A farmacêutica dinamarquesa Novo Nordisk confirmou uma parceria estratégica com a OpenAI para incorporar ferramentas de inteligência artificial em várias frentes — da descoberta de compostos à fabricação, logística e operações comerciais. A medida é apresentada pela empresa como forma de analisar grandes volumes de dados, identificar candidatos promissores e otimizar cadeias de suprimentos e produção.
O movimento tem caráter defensivo e ofensivo: defensivo porque busca ganhos de eficiência após uma reestruturação que incluiu cortes de 9.000 vagas; ofensivo porque é uma tentativa explícita de recuperar terreno na disputa com a Eli Lilly no mercado bilionário de medicamentos para perda de peso. Analistas consultados pelo mercado projetam receitas superiores a US$ 100 bilhões nessa área na próxima década, pressionando players a acelerar inovação.
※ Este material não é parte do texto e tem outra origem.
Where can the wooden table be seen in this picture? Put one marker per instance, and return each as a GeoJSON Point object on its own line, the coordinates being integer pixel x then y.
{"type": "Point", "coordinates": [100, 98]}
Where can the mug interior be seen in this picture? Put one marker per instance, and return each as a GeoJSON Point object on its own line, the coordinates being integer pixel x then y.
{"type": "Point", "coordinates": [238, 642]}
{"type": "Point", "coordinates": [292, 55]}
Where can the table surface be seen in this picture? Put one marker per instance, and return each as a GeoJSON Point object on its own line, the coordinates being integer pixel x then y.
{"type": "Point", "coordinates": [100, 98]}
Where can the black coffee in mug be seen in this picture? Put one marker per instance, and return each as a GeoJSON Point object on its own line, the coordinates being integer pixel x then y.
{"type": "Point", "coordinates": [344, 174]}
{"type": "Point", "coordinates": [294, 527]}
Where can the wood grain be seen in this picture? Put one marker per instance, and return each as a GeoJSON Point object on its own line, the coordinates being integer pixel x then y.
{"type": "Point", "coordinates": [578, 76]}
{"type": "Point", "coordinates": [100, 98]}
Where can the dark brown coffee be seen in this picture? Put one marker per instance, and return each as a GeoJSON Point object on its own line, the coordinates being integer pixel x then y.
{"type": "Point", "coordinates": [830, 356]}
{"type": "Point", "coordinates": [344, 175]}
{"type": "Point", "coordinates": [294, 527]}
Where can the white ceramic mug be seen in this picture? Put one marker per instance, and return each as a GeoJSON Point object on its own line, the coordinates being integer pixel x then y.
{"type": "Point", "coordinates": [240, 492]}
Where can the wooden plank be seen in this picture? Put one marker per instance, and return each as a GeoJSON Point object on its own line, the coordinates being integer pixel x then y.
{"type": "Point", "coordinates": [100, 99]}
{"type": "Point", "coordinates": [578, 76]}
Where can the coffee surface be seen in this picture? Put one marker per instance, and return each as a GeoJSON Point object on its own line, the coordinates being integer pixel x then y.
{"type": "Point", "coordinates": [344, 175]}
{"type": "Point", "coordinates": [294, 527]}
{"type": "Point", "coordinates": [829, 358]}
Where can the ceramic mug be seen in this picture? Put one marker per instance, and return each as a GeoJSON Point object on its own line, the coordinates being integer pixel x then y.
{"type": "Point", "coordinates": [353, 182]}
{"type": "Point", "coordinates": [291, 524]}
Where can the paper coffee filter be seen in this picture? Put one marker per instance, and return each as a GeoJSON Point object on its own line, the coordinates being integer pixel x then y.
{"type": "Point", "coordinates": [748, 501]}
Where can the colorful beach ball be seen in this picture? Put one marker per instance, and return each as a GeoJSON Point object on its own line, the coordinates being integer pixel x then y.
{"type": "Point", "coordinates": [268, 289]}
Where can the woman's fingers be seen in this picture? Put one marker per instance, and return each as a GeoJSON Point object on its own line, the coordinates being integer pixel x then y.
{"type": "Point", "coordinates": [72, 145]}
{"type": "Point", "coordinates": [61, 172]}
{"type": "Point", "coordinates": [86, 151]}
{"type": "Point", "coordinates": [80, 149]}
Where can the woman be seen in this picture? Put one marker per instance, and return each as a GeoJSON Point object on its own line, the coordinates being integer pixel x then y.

Executivos do setor alertam, no entanto, que a IA vem agilizando tarefas administrativas e operacionais sem, até agora, cumprir integralmente a promessa mais difícil — a descoberta automatizada de novas moléculas de alto impacto. A Novo afirma que a parceria não tem como objetivo substituir cientistas, mas sim amplificar produtividade e frear o ritmo de novas contratações; termos financeiros não foram divulgados e pilotos começarão por P&D e fabricação.
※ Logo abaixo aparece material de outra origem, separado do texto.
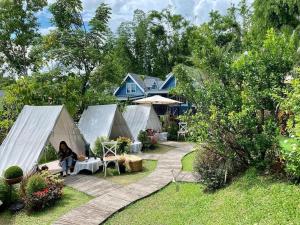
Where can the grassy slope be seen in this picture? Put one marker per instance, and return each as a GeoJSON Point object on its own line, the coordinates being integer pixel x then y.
{"type": "Point", "coordinates": [71, 199]}
{"type": "Point", "coordinates": [249, 200]}
{"type": "Point", "coordinates": [188, 161]}
{"type": "Point", "coordinates": [128, 178]}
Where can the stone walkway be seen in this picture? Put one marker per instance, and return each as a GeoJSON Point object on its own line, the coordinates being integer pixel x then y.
{"type": "Point", "coordinates": [110, 198]}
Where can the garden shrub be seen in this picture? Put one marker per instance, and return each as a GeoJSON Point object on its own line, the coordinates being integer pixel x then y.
{"type": "Point", "coordinates": [123, 145]}
{"type": "Point", "coordinates": [291, 157]}
{"type": "Point", "coordinates": [42, 196]}
{"type": "Point", "coordinates": [13, 172]}
{"type": "Point", "coordinates": [145, 139]}
{"type": "Point", "coordinates": [172, 130]}
{"type": "Point", "coordinates": [97, 149]}
{"type": "Point", "coordinates": [215, 170]}
{"type": "Point", "coordinates": [35, 183]}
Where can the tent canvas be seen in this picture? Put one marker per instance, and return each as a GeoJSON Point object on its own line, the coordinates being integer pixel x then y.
{"type": "Point", "coordinates": [103, 121]}
{"type": "Point", "coordinates": [35, 127]}
{"type": "Point", "coordinates": [141, 117]}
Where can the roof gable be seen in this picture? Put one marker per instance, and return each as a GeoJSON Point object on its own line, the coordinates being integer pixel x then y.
{"type": "Point", "coordinates": [135, 79]}
{"type": "Point", "coordinates": [168, 82]}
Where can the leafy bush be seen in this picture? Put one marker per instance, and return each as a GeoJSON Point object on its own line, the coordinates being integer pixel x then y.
{"type": "Point", "coordinates": [123, 145]}
{"type": "Point", "coordinates": [215, 169]}
{"type": "Point", "coordinates": [144, 139]}
{"type": "Point", "coordinates": [97, 149]}
{"type": "Point", "coordinates": [13, 172]}
{"type": "Point", "coordinates": [35, 183]}
{"type": "Point", "coordinates": [172, 130]}
{"type": "Point", "coordinates": [43, 196]}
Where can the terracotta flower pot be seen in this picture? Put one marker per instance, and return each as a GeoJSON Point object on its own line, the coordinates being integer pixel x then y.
{"type": "Point", "coordinates": [14, 180]}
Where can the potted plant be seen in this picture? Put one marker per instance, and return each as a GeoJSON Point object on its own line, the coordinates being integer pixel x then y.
{"type": "Point", "coordinates": [13, 175]}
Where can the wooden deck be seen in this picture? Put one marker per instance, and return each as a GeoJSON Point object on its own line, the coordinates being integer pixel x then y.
{"type": "Point", "coordinates": [110, 198]}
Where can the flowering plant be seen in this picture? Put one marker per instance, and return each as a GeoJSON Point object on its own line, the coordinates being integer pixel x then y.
{"type": "Point", "coordinates": [46, 197]}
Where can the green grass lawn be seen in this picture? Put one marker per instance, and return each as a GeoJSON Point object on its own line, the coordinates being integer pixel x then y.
{"type": "Point", "coordinates": [128, 177]}
{"type": "Point", "coordinates": [188, 161]}
{"type": "Point", "coordinates": [159, 149]}
{"type": "Point", "coordinates": [251, 199]}
{"type": "Point", "coordinates": [71, 199]}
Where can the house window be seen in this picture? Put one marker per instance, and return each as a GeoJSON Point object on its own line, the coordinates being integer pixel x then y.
{"type": "Point", "coordinates": [130, 88]}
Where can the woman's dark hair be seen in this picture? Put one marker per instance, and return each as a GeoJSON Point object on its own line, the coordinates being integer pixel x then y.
{"type": "Point", "coordinates": [63, 143]}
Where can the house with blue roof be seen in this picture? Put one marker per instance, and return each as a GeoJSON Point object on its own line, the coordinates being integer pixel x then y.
{"type": "Point", "coordinates": [140, 86]}
{"type": "Point", "coordinates": [136, 86]}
Do ponto de vista corporativo, a aliança com a OpenAI pode reduzir custos e acelerar entregas, mas também levanta questões sobre governança de dados, supervisão humana e dependência tecnológica. A companhia diz que incluirá proteções rígidas e governança, e projeta integração total até o fim de 2026. Para investidores e concorrentes, o acordo sinaliza que a corrida por eficiência e inovação no setor farmacêutico será também uma disputa por velocidade e escala.